Ce bikini est un une pièce

Une pièce, une ou deux œuvres, un texte: le projet de Bikini, espace d’exposition situé dans le 7eme arrondissement de Lyon, est aussi simple qu’efficace. N’étant visible que de l’extérieur, c’est derrière une vitrine qu’il convient d’appréhender l’ensemble: le travail de l’artiste invité en dialogue avec un texte confié à un acteur du monde de l’art. Critique ou littéraire cet écrit n’a pas vocation à décrire l’oeuvre, ni à être informatif, c’est un récit producteur de sens dans le dispositif.
Dans cet esprit, l’exposition Under Amour associe Émilie Ding et Céline Burnand qui partagent à Bikini une réflexion sur la persistance des images dans la mémoire.

red-bikini
Emilie Ding, artiste suisse défendue par la galerie Samy Abraham à Paris, propose deux œuvres pour son exposition à Bikini. Le regard se pose sur deux grands panneaux gris simplement déposés au sol et en appui, chacun sur un mur. D’imposantes formes géométriques noires y sont représentées dont les contours irréguliers semblent témoigner d’une réalisation à main levée. L’oeuvre faisant face à la vitrine est constituée de deux triangles au fini brillant; sur le mur attenant, un large trait et un rond au fini mat composent la deuxième pièce. Les premières impressions sont sommaires et invitent à se tourner vers le texte.
Sur la vitrine, des encadrements sont prévus pour accueillir le récit. Quatre pages accompagnent les deux œuvres d’Emilie Ding. En les parcourant dans l’ordre, la compréhension de l’oeuvre progresse. La deuxième page fait office de cartel : “Archétype I et Archétype II, 2013. Techniques mixtes sur ciment, 180 x 120 cm”
Ces deux informations enrichissent la perception, il s’agit de sculptures et non plus d’un travail en deux dimensions. Le rendu brut du ciment, utilisé comme support, contraste avec la précision des formes. Les œuvres deviennent comme plus pesantes.
En nommant son oeuvre Archétype, l’artiste renvoie le spectateur à la notion de modèle idéal. Ce terme peut aussi évoquer le concept d’archétype jungien, l’artiste questionnerait alors l’inconscient collectif.
Les pages suivantes restituent le récit de l’artiste Céline Burnand. L’auteure s’écarte d’un discours accadémique pour créer un récit romancé où les oeuvres ne sont jamais évoquées. Elles apparaitront au lecteur par associations au fil du texte.

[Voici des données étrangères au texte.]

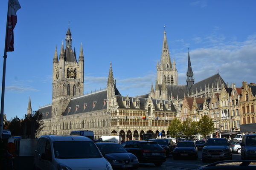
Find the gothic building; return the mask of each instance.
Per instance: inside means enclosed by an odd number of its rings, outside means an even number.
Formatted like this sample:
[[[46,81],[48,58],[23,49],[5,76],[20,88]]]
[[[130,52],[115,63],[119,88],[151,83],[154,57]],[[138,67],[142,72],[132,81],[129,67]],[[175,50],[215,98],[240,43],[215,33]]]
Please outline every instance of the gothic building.
[[[218,74],[194,83],[189,52],[187,84],[178,85],[175,60],[171,61],[165,31],[154,90],[152,85],[148,94],[122,96],[116,85],[111,62],[106,88],[84,94],[83,48],[81,44],[78,61],[72,40],[69,28],[65,49],[62,42],[58,57],[55,47],[52,102],[39,109],[44,125],[39,136],[88,130],[94,131],[96,139],[101,136],[119,135],[124,140],[141,139],[145,133],[161,133],[159,137],[164,137],[171,120],[180,116],[184,97],[209,97],[227,86]]]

« À l’abandon, ces formes stables et puissantes, stèles bâties à mains d’hommes écrasés par la chaleur étouffante. […] Le noir dense comme une pupille trop vite exposée à la lumière, un noir qui pourrait prendre le dessus, gagner enfin, contre le corps poreux qui résiste. »

La mémoire garde de l’exposition Under Amour le souvenir d’une construction qui se serait muée en objet symbolique. Il resterait alors l’image de deux plaques de ciment, d’un reflet dans la vitrine qui modifie la lecture des oeuvres, des formes noires, des phrases rapides, des mots tranchants.

Under Amour - Bikini
Vue de l’exposition Under Amour, 2014, Bikini, Lyon – Crédits: © Hugo Pernet

Under Amour, du 19 avril au 14 juin 2014
Bikini, 15 bis rue de la Thibaudière, 69007 Lyon

Emilie Ding est née en 1981 à Fribourg en Suisse. Elle vit et travaille entre Berlin et Genève. Elle est représentée par la galerie Samy Abraham à Paris.
Céline Burnand est née en 1987. Elle vit et travaille en Suisse. Elle fait partie du RATS Collectif Vevey qui organise des évènements culturels.